Incendie du Justice Center de Portland

États-Unis-Gauche radicale

Le 29 mai 2020, à Portland, des émeutiers ont incendié le Justice Center, siège de services de police et de justice. Cette attaque anti-police a mis en danger agents et habitants, endommagé une institution publique et déclenché une procédure fédérale.

À l’intérieur du Justice Center de Portland, un homme tient un objet enflammé au milieu de bureaux renversés et d’une épaisse fumée.

Le 29 mai 2020, au cœur de Portland, le Justice Center — qui abrite notamment des services de police et de justice — a été pris pour cible dans le cadre des mobilisations liées à George Floyd et marquées par un discours BLM et anti-police.
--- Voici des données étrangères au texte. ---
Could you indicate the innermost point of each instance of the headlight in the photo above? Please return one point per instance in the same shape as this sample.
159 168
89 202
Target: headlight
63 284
L’émeute a franchi le seuil de la contestation politique lorsque le bâtiment public a été incendié, exposant les personnes présentes à un danger réel et causant des dégâts matériels.

Un bâtiment de police et de justice visé

La cible n’était pas un simple symbole abstrait : le Justice Center est un site institutionnel utilisé par les forces de l’ordre et l’appareil judiciaire. L’attaque a endommagé le bâtiment et a aggravé les risques dans un secteur déjà soumis à de fortes tensions. Les informations disponibles ne permettent pas d’établir un bilan consolidé des blessures, mais la méthode employée et la nature de la cible expliquent le niveau de gravité retenu pour cet épisode.

Une accusation fédérale

Le ministère américain de la Justice a ouvert un dossier sur cet incendie et fait état d’au moins une accusation fédérale. Une personne a été arrêtée dans cette affaire. À ce stade, aucune condamnation n’est recensée dans les éléments fournis et l’issue judiciaire reste à confirmer. Une accusation fédérale ne vaut pas déclaration de culpabilité, mais elle souligne la gravité avec laquelle les autorités ont traité l’incendie d’un édifice de justice et de police.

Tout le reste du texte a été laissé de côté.